China's president arrived in Berlin Thursday night and was met with the praise of German President Horst Köhler and the protests of only a few human rights campaigners.
President Hu Jintao, with Köhler, is looking to firm up economic ties
Members of the Falun Gong spiritual movement, whose members are persecuted and jailed in China, began a 24-hour protest vigil Thursday evening after President Hu Jintao arrived in Berlin. They plan to continue until his departure on Sunday.
Their protests will largely fall on deaf ears among German government officials. Germany's leadership has proven in the past few years that it clearly recognizes China's growing economic might, and President Köhler was no exception.
After talks with Hu, Köhler said China had "achieved an enormous amount in the past few decades and is taking huge strides".
He had only reserved criticism for the communist regime following a meeting with Hu in Berlin's opulent Charlottenburg Palace Thursday evening.
"We know that everything comes in its own time and we understand that China is making its own way, but we also know that the will of the people to live in freedom and dignity is universal," Köhler told the press conference.
Bundespraesident Horst Köhler had mostly praise for the "great strides" China has made in recent years
Chancellor's open door policy
The two heads of state broke ground on a Chinese cultural center in Berlin which, according to Hu, will help "further develop our relationship." On Friday morning, he met with Chancellor designate Angela Merkel, before heading off for an official meeting with Chancellor Gerhard Schröder, who has used his chancellorship to open the door to the Chinese market for German companies.
The Chancellor was criticized regularly by human rights groups for a China strategy they charged ignored the country's poor human rights record.

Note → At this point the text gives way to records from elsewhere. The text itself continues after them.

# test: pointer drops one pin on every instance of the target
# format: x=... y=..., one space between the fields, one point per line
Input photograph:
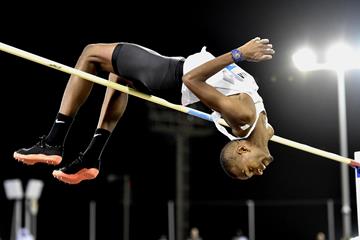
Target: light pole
x=340 y=58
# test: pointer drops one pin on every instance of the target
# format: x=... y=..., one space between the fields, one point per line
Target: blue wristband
x=236 y=55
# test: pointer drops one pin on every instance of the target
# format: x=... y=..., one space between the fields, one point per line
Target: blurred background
x=161 y=168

His attempt, together with France, to lift an EU weapons embargo on China ultimately fizzled.
Hu will likely not be happy to hear that Merkel's government won't continue Schröder's campaign.

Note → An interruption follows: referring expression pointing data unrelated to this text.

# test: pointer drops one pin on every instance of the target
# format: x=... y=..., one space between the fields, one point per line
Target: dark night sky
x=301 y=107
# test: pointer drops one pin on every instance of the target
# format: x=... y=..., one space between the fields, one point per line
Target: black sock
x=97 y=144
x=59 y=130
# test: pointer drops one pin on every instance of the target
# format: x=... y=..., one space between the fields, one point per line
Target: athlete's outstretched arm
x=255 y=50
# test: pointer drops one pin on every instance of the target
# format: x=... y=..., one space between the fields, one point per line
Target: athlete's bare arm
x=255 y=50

Embargo not on the Merkel agenda
"Lifting the arms embargo is not on the agenda of the new government," the foreign policy spokesman of Merkel's Christian Democrats, Friedbert Pflüger, told Thursday's Berliner Zeitung newspaper.
President Hu with Köhler in front of Charlottenburg palace. At left is Koehler's wife Eva Luise, Hu's wife Liu Yongqing is second from left.
In his remarks Thursday evening, Hu didn't address the embargo issue or human rights. Instead, he said that the signing of business deals showed how close China and Germany worked together in the fields of economy, culture and science.
"I am convinced that closer cooperation will serve the people of both countries," Hu said.
Germany is China's biggest European trade partner, with German exports rising 12.7 percent in the first half of 2005 to 9.48 billion euros.
Hu is to visit the industrial region of North Rhine-Westphalia on Saturday before heading to Spain on Sunday morning.